A Category With a Name and a Number
In 2024, Gartner made a prediction that quietly changed the conversation for enterprise security teams. By 2028, enterprise spending on battling misinformation and disinformation will surpass US$30 billion, representing 10% of combined marketing and cybersecurity budgets. By 2027, Gartner predicts that 50% of enterprises will be investing in disinformation security products or TrustOps strategies, up from less than 5% today.
The World Economic Forum named mis- and disinformation the number one global short-term risk for two consecutive years, in 2025 and again in 2026.
These are not abstract projections. They reflect a shift already underway in how boards, CISOs, and enterprise risk teams are thinking about the information environment their organisations operate in.
The Problem With the Existing Vocabulary
The challenge for most enterprise teams is that the existing vocabulary does not fit the problem.
Social listening tools measure what is being said about your brand. That is useful, but it is not the same as detecting whether the people saying it are real. Sentiment monitoring tells you how people feel. It does not tell you whether the sentiment is authentic or manufactured at scale by a coordinated network of inauthentic accounts.
Fact-checking services assess whether specific claims are true or false. They operate after the fact. They do not detect the coordination patterns that seed a false narrative hours before it reaches mainstream visibility.
The category that fills this gap is not social listening, not fact-checking, and not content moderation. It is a new operational layer: the infrastructure that sits between digital behaviour data and enterprise risk response.
Behavioural Trust Infrastructure: A Working Definition
Behavioural trust infrastructure is the operational layer that helps organisations understand whether the digital behaviour they observe is real, coordinated, or manufactured, and take action on that intelligence.
Three characteristics define the category.
First, it is behavioural, not content-based. The detection methodology analyses temporal patterns, coordination signals, and network behaviour. It does not assess whether a claim is true or false. Verdicts are deterministic and explainable, not opinion-based, which matters enormously for enterprise compliance contexts.

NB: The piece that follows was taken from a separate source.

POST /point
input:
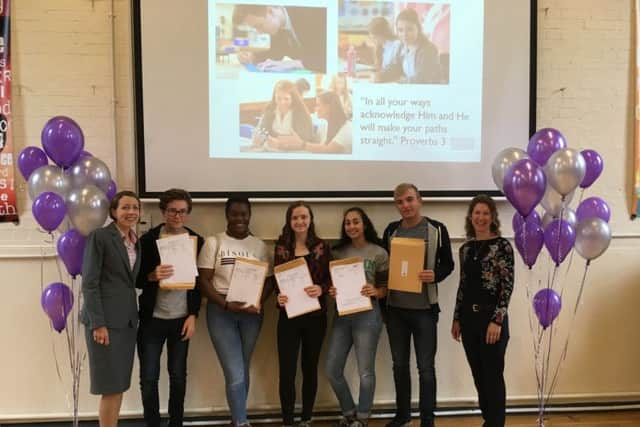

Second, it covers the full operational stack. Detection (identifying inauthentic accounts and coordinated behaviour) feeds into intelligence (understanding the narrative being manufactured and its risk trajectory) which feeds into response (automating or informing the enterprise action). Most existing tools address one or two of these layers. Behavioural trust infrastructure integrates all three.
Third, it is enterprise infrastructure, not a research service. The outputs are operational: risk scores, early warning alerts, executive reports, and response playbooks. Not research papers.
Why This Matters Now for APAC Organisations
The coordinated manipulation campaigns that have historically targeted US and European listed companies are now a documented risk for Australian and broader APAC organisations. The mechanisms are identical: a core network of inauthentic accounts seeds a narrative, a larger amplification layer distributes it, and the story reaches media and investors before the organisation even knows it is under attack.
Australian financial services firms, listed mining and resources companies, pharmaceutical organisations in regulatory windows, and critical infrastructure operators are all in the exposure zone. The risk is not theoretical. Documented case studies across each of these sectors show attacks beginning 6 to 18 hours before traditional monitoring tools raise an alert.
The competitive dynamic in APAC is important context. The vendors that have defined this category to date are US-headquartered and predominantly serve US government and Fortune 500 clients. None has built for APAC enterprise procurement requirements, Australian data sovereignty constraints, or Five Eyes alignment contexts. The market is open.
What to Do With This Information
For enterprise risk, security, and communications teams, the practical question is straightforward: does your current monitoring capability tell you whether the digital behaviour targeting your organisation is real, coordinated, or manufactured? And does it tell you early enough to act?
If the answer is no, the gap is not a missing social media monitoring subscription. It is a missing infrastructure layer. That is precisely what the Gartner prediction is pointing at.